Looking back on the period between the fall of the empire in the West and Charlemagne, the following typology is discernible: The style of jurisprudence developed by Siricius and Innocent I, and in letters of Leo I and Gelasius I that echoed their themes, was carried on by the Dionysiana and (rearranged thematically) the Concordia Cresconius. This tradition remained a major influence. One may call it the legal type. A second type includes the first and also confines itself to conciliar canons and papal letters, but adds a good deal of Christology, through letters of Leo I about the ‘one nature’ theory; in this type, the Christological content makes the collection as a whole less like ‘positive’ law, more like a general collection of all kinds of papal letters, a hybrid of law and theology (as later understood). It could be called the hybrid type. The Hispana is a prime example. In the third type papal law is present but pushed into the background by much material, Patristic and from penitentials, that is neither obviously legal nor papal. The Hibernensis is a prime example. For want of a better formula it may be called the inclusive type.
In the fifth century bishops had brought problems to the apostolic see, which replied by laying down what was lawful and unlawful (leaving the bishops to do what they wanted with these responses). Shortly after the end of the empire in the West, the first decretal age comes to an end and a new phase begins: one of synthesis and compilation. This meant deciding what to leave out and what to include. Two collections, the Frisingensis prima and the Quesnelliana, include debate on the humanity and divinity of Christ, alongside the papal responses. The Dionysiana, however, leaves out these themes, which are in any case absent from the decretals of Siricius and Innocent I. Christological themes are absent also from letters of Leo I selected by Dionysius and from the ‘hold-all’ decretal Necessaria rerum dispositione of Gelasius I, which draws together in a quasi-synthesis the principal issues addressed in the first century of papal jurisprudence. Gelasius’s summative decretal and the Dionysiana anticipate the boundary that would separate canon law from what would be called theology, while the Frisingensis prima and Quesnelliana anticipate collections which recognize no such boundary.

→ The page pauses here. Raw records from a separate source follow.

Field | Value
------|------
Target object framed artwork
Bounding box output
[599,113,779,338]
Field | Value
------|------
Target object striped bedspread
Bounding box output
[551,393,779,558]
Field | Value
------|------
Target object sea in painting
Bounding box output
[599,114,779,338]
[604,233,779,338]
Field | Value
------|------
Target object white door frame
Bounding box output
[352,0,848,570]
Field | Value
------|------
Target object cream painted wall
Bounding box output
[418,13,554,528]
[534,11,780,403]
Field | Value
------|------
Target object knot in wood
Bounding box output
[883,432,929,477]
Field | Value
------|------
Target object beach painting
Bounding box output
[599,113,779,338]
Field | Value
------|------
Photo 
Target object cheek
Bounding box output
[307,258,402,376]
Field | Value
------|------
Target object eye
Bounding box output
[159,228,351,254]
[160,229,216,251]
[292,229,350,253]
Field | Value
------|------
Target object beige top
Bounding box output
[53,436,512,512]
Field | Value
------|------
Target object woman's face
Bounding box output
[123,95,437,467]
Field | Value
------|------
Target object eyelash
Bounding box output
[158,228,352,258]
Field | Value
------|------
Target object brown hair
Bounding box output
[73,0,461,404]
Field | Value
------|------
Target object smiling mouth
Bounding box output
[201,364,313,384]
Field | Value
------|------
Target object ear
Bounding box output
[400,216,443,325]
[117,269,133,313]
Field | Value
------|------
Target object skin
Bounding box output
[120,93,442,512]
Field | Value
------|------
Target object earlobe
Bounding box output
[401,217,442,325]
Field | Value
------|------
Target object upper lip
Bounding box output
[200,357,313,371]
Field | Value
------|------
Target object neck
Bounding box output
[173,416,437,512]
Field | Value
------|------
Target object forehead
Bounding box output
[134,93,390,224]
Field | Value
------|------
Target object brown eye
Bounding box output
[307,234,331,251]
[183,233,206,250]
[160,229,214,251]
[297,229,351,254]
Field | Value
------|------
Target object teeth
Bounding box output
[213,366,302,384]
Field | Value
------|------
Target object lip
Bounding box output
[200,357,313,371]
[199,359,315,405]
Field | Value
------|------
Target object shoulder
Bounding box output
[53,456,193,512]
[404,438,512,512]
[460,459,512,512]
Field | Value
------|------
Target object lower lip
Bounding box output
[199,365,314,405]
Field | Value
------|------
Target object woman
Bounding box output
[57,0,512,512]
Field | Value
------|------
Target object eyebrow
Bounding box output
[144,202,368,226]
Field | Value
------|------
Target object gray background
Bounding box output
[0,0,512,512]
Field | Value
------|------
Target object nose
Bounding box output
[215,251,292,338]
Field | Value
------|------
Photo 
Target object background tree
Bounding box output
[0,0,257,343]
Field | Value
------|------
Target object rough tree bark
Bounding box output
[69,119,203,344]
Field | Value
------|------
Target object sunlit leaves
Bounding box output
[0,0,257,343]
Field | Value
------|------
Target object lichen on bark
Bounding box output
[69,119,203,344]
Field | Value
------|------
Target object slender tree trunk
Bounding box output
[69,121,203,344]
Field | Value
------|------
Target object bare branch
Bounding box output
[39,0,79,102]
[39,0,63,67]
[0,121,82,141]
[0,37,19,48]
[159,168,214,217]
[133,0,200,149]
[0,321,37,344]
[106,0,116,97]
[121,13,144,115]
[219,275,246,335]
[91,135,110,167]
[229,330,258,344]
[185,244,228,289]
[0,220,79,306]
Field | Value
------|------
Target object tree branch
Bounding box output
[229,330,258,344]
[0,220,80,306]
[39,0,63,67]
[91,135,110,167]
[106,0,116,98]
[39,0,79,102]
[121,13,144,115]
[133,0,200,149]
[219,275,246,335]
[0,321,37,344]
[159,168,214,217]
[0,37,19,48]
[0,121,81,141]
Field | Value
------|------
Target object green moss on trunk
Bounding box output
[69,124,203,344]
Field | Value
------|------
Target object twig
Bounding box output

With both the role of professionalization in the second decretal age, and the divergence between canon law and theology, contingency must be given its due, as against an assumption that the separation of theology from a canon law which was professionalized and based on papal decretals was in any way inevitable. Decretals and professionalization were indeed integrated in Western Europe around 1200, and in a different intellectual sphere from university theology, but there was no necessity about it. Without the legacy of the first decretal age, there might never have been a second decretal age, though there would surely have been a system run by academically trained lawyers. Similarly, there was no necessity about the separation of canon law from theology. A change of theological fashion is part of the explanation, but so too is the direction in which the Breviarium of Bernard of Pavia pointed the system. Bernard was the Dionysius Exiguus of his age.
The aim of the book is twofold: to uncover the content of the legal uncertainties that led bishops to write to popes in the decades around 400 CE, and to establish the texts of their legal rulings as found in the three earliest canon law collections. Data to enable users to track the subsequent reception of these rulings up to the mid-twelfth century is also provided.